# Starting a 20 gallon paludarium



## twaatz (Dec 1, 2013)

Okay I'm new here and have been lurking heavily to figure out how to set up my new 20 gallon build from a old planted tank I have. First Ill give you some background on myself, I'm coming from a planted tank background and Ive kept everything from nanos to monster fish tanks, but recently I wanted to start something new so I'm going for a half land half aquatic paludarium. 

First off here is my list of what to purchase list

Greatstuff idk how many cans I will need yet
Black sillicone
Peat moss
Egg crate
Some type of vine/driftwood
mini pots for the plants

as for the filter I'm planning on using a old submersible filter and creating a waterfall with the great stuff but idk how that will work any suggestions are welcome
Light I'm just going to use a clamp light with a 6500k CFL hanging above it

Anything I'm missing or plant suggestions are welcome and needed.

Will be uploading pics of my progress once all the holiday chaos is over.


----------



## carola1155 (Sep 10, 2007)

That list looks good so far... but what are you planning on keeping in the tank? A 20 gallon tank split in half is not really going to provide enough floor space for any species of dart frogs.


----------



## twaatz (Dec 1, 2013)

carola1155 said:


> That list looks good so far... but what are you planning on keeping in the tank? A 20 gallon tank split in half is not really going to provide enough floor space for any species of dart frogs.

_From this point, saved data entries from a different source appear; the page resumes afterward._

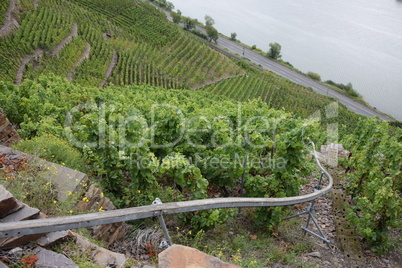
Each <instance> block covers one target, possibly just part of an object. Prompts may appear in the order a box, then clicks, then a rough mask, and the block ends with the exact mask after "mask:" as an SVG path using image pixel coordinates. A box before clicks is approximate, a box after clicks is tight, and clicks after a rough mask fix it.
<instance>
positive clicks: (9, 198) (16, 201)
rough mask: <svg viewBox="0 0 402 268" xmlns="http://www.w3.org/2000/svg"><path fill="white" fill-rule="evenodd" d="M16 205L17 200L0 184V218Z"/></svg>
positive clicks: (16, 204) (8, 191)
mask: <svg viewBox="0 0 402 268" xmlns="http://www.w3.org/2000/svg"><path fill="white" fill-rule="evenodd" d="M17 207H18V204H17V200H16V199H15V198H14V197H13V196H12V195H11V194H10V192H9V191H7V190H6V189H5V188H4V187H3V186H2V185H0V218H3V217H5V216H6V215H8V214H9V213H11V212H12V211H13V210H15V209H16V208H17Z"/></svg>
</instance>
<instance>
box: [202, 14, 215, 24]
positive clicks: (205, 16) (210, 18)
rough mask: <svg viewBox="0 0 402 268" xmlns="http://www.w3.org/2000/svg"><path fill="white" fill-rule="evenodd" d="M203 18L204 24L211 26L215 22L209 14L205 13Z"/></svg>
mask: <svg viewBox="0 0 402 268" xmlns="http://www.w3.org/2000/svg"><path fill="white" fill-rule="evenodd" d="M204 19H205V26H212V25H214V24H215V21H214V19H213V18H212V17H211V16H209V15H205V17H204Z"/></svg>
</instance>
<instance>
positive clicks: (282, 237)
mask: <svg viewBox="0 0 402 268" xmlns="http://www.w3.org/2000/svg"><path fill="white" fill-rule="evenodd" d="M243 212H244V213H243V215H240V216H238V217H237V218H236V219H234V220H231V221H228V222H226V223H224V224H221V225H219V226H217V227H216V228H214V229H212V230H208V231H206V232H204V231H203V230H201V231H199V232H196V233H193V231H192V229H191V227H187V228H186V227H185V228H180V227H176V230H174V231H173V232H171V236H172V240H173V241H174V243H176V244H182V245H185V246H190V247H194V248H197V249H198V250H201V251H203V252H205V253H207V254H209V255H212V256H215V257H218V258H220V259H221V260H223V261H225V262H229V263H233V264H236V265H239V266H241V267H249V268H259V267H271V266H273V265H275V264H282V265H292V266H294V267H310V265H311V264H308V263H302V262H301V261H300V260H299V259H298V258H299V256H300V255H302V254H304V253H307V252H311V251H312V249H313V247H314V243H315V240H314V239H313V238H311V237H309V236H303V235H302V232H301V230H300V225H301V223H300V221H298V220H297V219H291V220H289V221H282V222H281V223H280V225H279V227H278V228H277V229H275V230H274V231H273V232H268V231H267V230H264V229H262V228H255V227H254V225H253V223H252V222H251V220H250V219H251V217H250V216H248V215H251V214H252V213H253V209H243Z"/></svg>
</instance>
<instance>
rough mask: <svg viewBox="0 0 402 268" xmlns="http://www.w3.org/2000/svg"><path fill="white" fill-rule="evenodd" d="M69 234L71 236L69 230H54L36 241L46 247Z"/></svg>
mask: <svg viewBox="0 0 402 268" xmlns="http://www.w3.org/2000/svg"><path fill="white" fill-rule="evenodd" d="M67 236H69V232H68V231H60V232H53V233H49V234H47V235H45V236H43V237H41V238H39V239H38V241H36V242H37V244H38V245H39V246H41V247H46V246H49V245H51V244H53V243H55V242H58V241H60V240H62V239H64V238H66V237H67Z"/></svg>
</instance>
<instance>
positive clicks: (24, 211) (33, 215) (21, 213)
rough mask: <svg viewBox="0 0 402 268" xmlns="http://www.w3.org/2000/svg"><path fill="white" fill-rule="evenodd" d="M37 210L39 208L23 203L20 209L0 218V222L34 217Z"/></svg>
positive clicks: (31, 218)
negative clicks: (21, 207) (15, 211)
mask: <svg viewBox="0 0 402 268" xmlns="http://www.w3.org/2000/svg"><path fill="white" fill-rule="evenodd" d="M39 212H40V211H39V209H37V208H31V207H29V206H27V205H25V206H24V207H23V208H22V209H20V210H18V211H16V212H14V213H13V214H10V215H8V216H6V217H4V218H2V219H0V223H5V222H14V221H23V220H31V219H36V218H37V217H38V216H39Z"/></svg>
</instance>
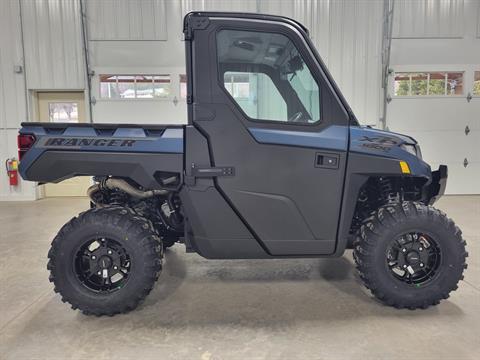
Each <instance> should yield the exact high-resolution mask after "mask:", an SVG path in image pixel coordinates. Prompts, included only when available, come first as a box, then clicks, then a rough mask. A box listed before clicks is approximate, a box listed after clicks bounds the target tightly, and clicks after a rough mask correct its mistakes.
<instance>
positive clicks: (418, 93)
mask: <svg viewBox="0 0 480 360" xmlns="http://www.w3.org/2000/svg"><path fill="white" fill-rule="evenodd" d="M427 80H428V78H427V74H425V73H416V74H412V77H411V81H412V82H411V84H412V85H411V93H412V95H413V96H415V95H427V84H428V82H427Z"/></svg>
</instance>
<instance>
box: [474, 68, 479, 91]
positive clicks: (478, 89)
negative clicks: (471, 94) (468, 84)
mask: <svg viewBox="0 0 480 360" xmlns="http://www.w3.org/2000/svg"><path fill="white" fill-rule="evenodd" d="M473 95H480V71H475V75H474V78H473Z"/></svg>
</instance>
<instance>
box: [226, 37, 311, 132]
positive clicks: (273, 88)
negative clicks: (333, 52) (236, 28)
mask: <svg viewBox="0 0 480 360" xmlns="http://www.w3.org/2000/svg"><path fill="white" fill-rule="evenodd" d="M217 56H218V65H219V69H220V74H221V80H222V83H223V87H224V88H225V90H226V91H227V92H228V93H229V94H230V96H231V97H232V98H233V100H234V102H235V103H236V104H237V105H238V106H239V107H240V108H241V109H242V110H243V112H244V113H245V114H246V115H247V116H248V117H249V118H250V119H252V120H263V121H276V122H285V123H304V124H313V123H317V122H318V121H320V91H319V86H318V83H317V82H316V80H315V78H314V77H313V75H312V73H311V72H310V69H309V68H308V66H307V65H306V64H305V62H304V60H303V58H302V56H301V55H300V53H299V52H298V50H297V48H296V47H295V45H294V44H293V42H292V41H291V40H290V39H289V38H287V37H286V36H284V35H281V34H275V33H265V32H253V31H239V30H221V31H220V32H219V33H218V35H217Z"/></svg>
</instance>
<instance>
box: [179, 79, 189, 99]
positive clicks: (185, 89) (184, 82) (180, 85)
mask: <svg viewBox="0 0 480 360" xmlns="http://www.w3.org/2000/svg"><path fill="white" fill-rule="evenodd" d="M180 98H181V99H186V98H187V75H185V74H181V75H180Z"/></svg>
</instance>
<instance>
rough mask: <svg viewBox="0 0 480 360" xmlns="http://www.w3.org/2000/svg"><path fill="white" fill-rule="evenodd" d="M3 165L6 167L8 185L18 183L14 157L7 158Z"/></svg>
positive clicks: (16, 162)
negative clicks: (12, 157)
mask: <svg viewBox="0 0 480 360" xmlns="http://www.w3.org/2000/svg"><path fill="white" fill-rule="evenodd" d="M5 167H6V168H7V175H8V180H9V182H10V186H17V185H18V161H17V159H15V158H12V159H7V161H5Z"/></svg>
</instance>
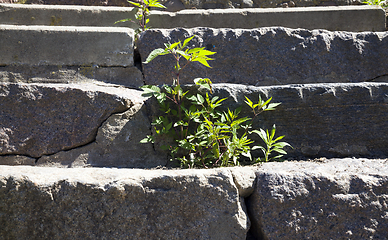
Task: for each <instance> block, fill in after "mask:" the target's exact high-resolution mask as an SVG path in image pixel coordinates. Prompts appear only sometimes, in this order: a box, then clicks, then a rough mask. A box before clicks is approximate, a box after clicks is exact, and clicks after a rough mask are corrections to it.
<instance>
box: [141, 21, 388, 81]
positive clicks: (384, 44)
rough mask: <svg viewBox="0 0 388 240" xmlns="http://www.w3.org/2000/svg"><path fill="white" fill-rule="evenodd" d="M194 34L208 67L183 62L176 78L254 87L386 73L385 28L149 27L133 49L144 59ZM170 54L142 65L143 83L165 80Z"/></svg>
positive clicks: (196, 63) (387, 44)
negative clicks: (263, 85)
mask: <svg viewBox="0 0 388 240" xmlns="http://www.w3.org/2000/svg"><path fill="white" fill-rule="evenodd" d="M191 35H197V37H196V38H194V40H192V43H193V45H194V46H199V47H205V48H206V49H208V50H211V51H215V52H217V54H215V55H213V57H214V58H215V61H209V63H210V65H211V66H212V67H213V68H206V67H204V66H202V65H200V64H199V63H193V64H191V65H190V66H189V67H187V68H186V69H185V70H184V71H183V72H182V74H181V75H180V76H181V82H182V83H192V81H193V79H194V78H197V77H208V78H210V79H211V80H212V81H213V83H240V84H247V85H254V86H263V85H282V84H302V83H325V82H342V83H351V82H364V81H372V80H374V79H376V78H378V77H380V76H383V75H387V74H388V62H387V61H383V59H387V58H388V32H360V33H354V32H330V31H325V30H313V31H309V30H304V29H289V28H283V27H271V28H258V29H251V30H246V29H212V28H193V29H152V30H149V31H146V32H144V33H143V34H142V36H141V37H140V40H139V44H138V49H139V51H140V55H141V57H142V60H143V61H144V60H145V59H146V57H147V56H148V55H149V53H150V52H151V51H152V50H154V49H156V48H160V47H164V45H163V43H166V42H171V43H173V42H176V41H178V40H184V39H185V38H187V37H188V36H191ZM173 64H174V62H173V59H172V57H171V56H160V57H158V58H156V59H155V60H153V61H152V62H151V63H149V64H143V71H144V77H145V82H146V83H147V84H164V83H167V84H171V83H172V77H173V74H172V72H173V70H174V68H173Z"/></svg>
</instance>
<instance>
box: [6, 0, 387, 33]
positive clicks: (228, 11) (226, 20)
mask: <svg viewBox="0 0 388 240" xmlns="http://www.w3.org/2000/svg"><path fill="white" fill-rule="evenodd" d="M132 9H133V8H128V7H88V6H68V5H19V4H0V12H1V13H2V14H0V24H14V25H51V26H60V25H68V26H80V25H83V26H109V27H113V26H116V25H114V22H116V21H118V20H121V19H125V18H133V19H134V15H133V14H134V13H133V12H131V11H132ZM117 26H124V27H130V28H137V25H135V24H133V23H131V22H126V23H120V24H117ZM150 26H152V27H153V28H175V27H186V28H189V27H213V28H248V29H249V28H258V27H271V26H283V27H290V28H306V29H310V30H312V29H327V30H331V31H337V30H338V31H353V32H359V31H385V30H386V17H385V12H384V10H383V9H382V8H381V7H377V6H365V5H363V6H339V7H295V8H246V9H210V10H182V11H179V12H175V13H171V12H162V11H151V15H150Z"/></svg>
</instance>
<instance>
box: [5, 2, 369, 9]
mask: <svg viewBox="0 0 388 240" xmlns="http://www.w3.org/2000/svg"><path fill="white" fill-rule="evenodd" d="M2 1H4V2H5V3H9V2H10V3H12V2H18V1H16V0H2ZM170 1H171V0H164V1H161V2H162V3H168V2H170ZM0 2H1V1H0ZM291 2H292V3H291ZM26 3H33V4H64V5H68V4H70V5H88V6H130V4H128V2H127V1H125V0H27V1H26ZM181 3H182V4H183V5H184V6H185V7H186V8H187V9H190V8H204V9H209V8H249V7H267V8H268V7H280V6H283V7H285V6H290V7H293V6H297V7H309V6H342V5H359V4H361V3H362V1H359V0H334V1H327V0H318V1H313V0H294V1H282V0H275V1H264V0H233V1H227V0H206V1H203V0H202V1H201V0H182V1H181ZM284 3H287V5H284Z"/></svg>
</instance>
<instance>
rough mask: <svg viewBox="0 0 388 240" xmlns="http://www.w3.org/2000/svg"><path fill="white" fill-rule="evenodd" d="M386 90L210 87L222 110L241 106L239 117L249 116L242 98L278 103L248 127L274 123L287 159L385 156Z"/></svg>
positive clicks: (343, 88) (386, 107) (310, 84)
mask: <svg viewBox="0 0 388 240" xmlns="http://www.w3.org/2000/svg"><path fill="white" fill-rule="evenodd" d="M387 92H388V84H387V83H348V84H339V83H331V84H328V83H327V84H304V85H286V86H270V87H253V86H244V85H236V84H216V85H214V94H215V95H218V96H220V97H228V100H227V101H225V103H224V107H225V108H226V107H229V108H231V109H235V108H237V107H238V106H243V111H242V112H241V114H240V115H241V116H250V115H251V113H250V110H249V109H248V107H247V105H246V104H245V103H244V101H245V98H244V96H247V97H249V98H250V99H251V100H252V101H257V99H258V96H259V95H260V96H261V97H262V98H263V99H268V98H270V97H272V102H280V103H282V104H281V105H280V106H278V108H277V110H276V111H270V112H264V113H262V114H260V115H259V116H258V118H257V119H255V120H254V125H253V127H254V128H256V129H258V128H266V129H269V128H271V127H272V125H273V124H276V128H277V133H276V134H277V135H278V136H281V135H285V138H284V140H285V141H286V142H289V143H290V144H291V145H292V146H293V149H289V148H288V149H287V152H288V153H289V154H288V157H290V158H293V157H295V158H301V157H307V158H314V157H346V156H358V157H360V156H364V157H386V156H388V149H387V146H388V142H387V138H386V136H387V135H388V128H387V121H386V119H387V118H388V115H387V114H388V96H387ZM252 137H255V135H253V136H252ZM256 140H257V142H258V143H260V144H262V143H261V140H259V139H258V138H257V139H256Z"/></svg>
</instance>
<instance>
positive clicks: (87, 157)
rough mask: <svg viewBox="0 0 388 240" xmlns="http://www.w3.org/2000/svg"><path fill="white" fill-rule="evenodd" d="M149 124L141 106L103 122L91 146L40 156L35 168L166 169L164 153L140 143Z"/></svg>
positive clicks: (136, 107) (166, 164)
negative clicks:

Yeah I need to do my research more for the land half I quickly realized that it wasn't large enough for the dart frogs, but maybe some type of tree frogs with a way of escaping the water just in case. I haven't got that deep into it yet just focusing on the build right now, maybe flip it with a vertical conversion kit. but for the water half its probably just going to be some small schools of Galaxy rasboras and chili rasboras. I'll probably throw in some otocinclus cats or small pigmy corys, maybe even a african dwarf frog. I'm mainly focusing on the build rather then stocking right now.


----------



## carola1155 (Sep 10, 2007)

I normally do my builds the other way around. If you build something that you then find out is unsuitable for what you want to keep... where's the fun in that? You'll end up either not getting the animals you really want or not fully meeting the needs of your animals.


----------



## twaatz (Dec 1, 2013)

carola1155 said:


> I normally do my builds the other way around. If you build something that you then find out is unsuitable for what you want to keep... where's the fun in that? You'll end up either not getting the animals you really want or not fully meeting the needs of your animals.


Very true, but as this is my first attempt at a paludarium I wont be crushed by what I can house in it. I might even keep the land unoccupied if I can not find something. For me this is more testing the waters, see what works for me what doesn't, getting the hang of making the background and Scapes, just general getting the hang of it before I go big.


----------



## carola1155 (Sep 10, 2007)

gotcha, well then my one big tip for ya with the greatstuff... *wear gloves*

Take your time with each step, make sure you give every step the appropriate time to cure.


----------